バーテンダーをしていた頃、客の男性から性的暴行を受けたことがある。女性がバーで働いているというとガールズバーを想像されがちだが、私が働いていたのは男性も働くことができる、いわゆる「普通のバー」だった。客として来店した男が私を気に入ったことを察したオーナーは、「気を遣って」私が知らないうちに、密室に私とその男だけを残して帰ってしまった。男はある業界で権力のある立場であったから、その業界にもつながりのあるオーナーからすれば、絶対に機嫌をとっておきたい相手だったのである。つまり私は、その男に「献上」されたのだ。オーナーの「許可」が出ていることで、男は脇目も振らず私に性的な関係を迫った。「やめてくれ」と必死で懇願しても聞いてくれず、男は抵抗する私の手に強く噛み付いて、それ以上抵抗ができないようにした。恐怖で体は動かなくなり、ただただ時間が過ぎるのを待つほかなかった。自分が女であることを呪った。生まれてこなければよかったとさえ思った。

後日、オーナーに「どうして私を残して帰ったのか」と問うと、悪びれもせず「カッコ良かったからいいじゃん」と言ってのけた。この人は、そもそも私を人間として見ていないのだと思った。私は客の機嫌取りのためにやすやすと献上され、当然のように消費されたのだ。あの日私の身に起こったことは、彼らにとって、ただそれだけのことだったのだ。

妊娠・出産に関しても、現状の日本の構造では女性が大きく負担を強いられる形になっている。望まない妊娠をした場合、父親である男性の許可がなければ中絶を選択することができない。出産は命を懸けて女性が行わなければならないものなのに、出産するかどうかを選ぶことが本人だけではできないのだ。その妊娠が例え、同意のない性交によるものであったり、男性が避妊をしてくれなかったことによるものであっても、事実上、中絶手術のためには原則男性の同意書が必要であるのが現状だ。

父親である男性に連絡がつかないうちに中絶可能期間が過ぎてしまい、中絶ができなくなるケースもある。そうなった場合、女性は一人でその子どもを産み育てなくてはならない。費用も工面できず、誰にも相談ができなかった女性が一人で出産をし、追い込まれて子どもを遺棄する事件は後を絶たないが、父親である男性が逮捕されることはない。中絶には同意書が必要であるのに、男性がその責任を放棄してもお咎めはなく、産まざるを得なかった女性は最後までその責任を負わされるのだから、なんと不平等だろうと思う。
これからもし子どもを産むことになって、女の子が生まれたら。そう考えて、絶望することがある。

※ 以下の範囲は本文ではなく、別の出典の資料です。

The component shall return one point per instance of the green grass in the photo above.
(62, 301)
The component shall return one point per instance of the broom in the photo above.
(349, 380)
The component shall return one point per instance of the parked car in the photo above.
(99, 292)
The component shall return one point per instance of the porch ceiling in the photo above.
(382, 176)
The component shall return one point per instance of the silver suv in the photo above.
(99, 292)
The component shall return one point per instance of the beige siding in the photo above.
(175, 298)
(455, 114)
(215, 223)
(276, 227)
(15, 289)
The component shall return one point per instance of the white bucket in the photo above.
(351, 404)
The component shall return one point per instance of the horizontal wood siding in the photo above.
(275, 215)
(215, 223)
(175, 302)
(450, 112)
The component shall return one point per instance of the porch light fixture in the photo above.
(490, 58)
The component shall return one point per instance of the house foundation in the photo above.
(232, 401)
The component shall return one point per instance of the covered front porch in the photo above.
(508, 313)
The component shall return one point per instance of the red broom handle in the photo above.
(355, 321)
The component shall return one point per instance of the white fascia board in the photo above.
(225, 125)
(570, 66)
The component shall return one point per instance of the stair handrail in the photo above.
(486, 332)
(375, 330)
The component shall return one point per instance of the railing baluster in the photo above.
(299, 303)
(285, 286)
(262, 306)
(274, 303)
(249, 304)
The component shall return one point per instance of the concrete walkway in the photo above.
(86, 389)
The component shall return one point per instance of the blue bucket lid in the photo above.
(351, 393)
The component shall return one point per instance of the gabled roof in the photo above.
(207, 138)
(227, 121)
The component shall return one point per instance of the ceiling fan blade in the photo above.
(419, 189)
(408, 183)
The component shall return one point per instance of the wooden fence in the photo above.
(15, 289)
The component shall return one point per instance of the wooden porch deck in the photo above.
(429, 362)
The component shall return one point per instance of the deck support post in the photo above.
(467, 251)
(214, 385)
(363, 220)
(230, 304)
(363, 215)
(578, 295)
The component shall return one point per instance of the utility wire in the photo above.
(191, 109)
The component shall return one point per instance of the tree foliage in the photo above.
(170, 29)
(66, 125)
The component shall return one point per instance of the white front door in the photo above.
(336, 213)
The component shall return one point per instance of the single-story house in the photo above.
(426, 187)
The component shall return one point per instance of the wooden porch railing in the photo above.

私の身にこれまで降りかかったようなことが、娘の身にも起こったら、と考えると、とてもじゃないが前向きな気持ちにはなれない。今の日本に生きていると、子どもを守りきるにも限界があると感じる。24時間つきっきりで守ることはできないのに、子どもは四六時中、無差別で性的な視線に晒されることを私は経験則から知っている。子どもの頃に受けた被害が、今でも夢に出る。男性の視線が怖いと思う。男性から好かれても嫌われても、何かしらの危険が付きまとう。早く、私から女性性が消えればいいのにと思い続けて生きている。

ここに書き連ねたことは、あくまで私がこれまで生きてきて感じた主観に過ぎない。けれども私は、日本に女として生まれたことを後悔している。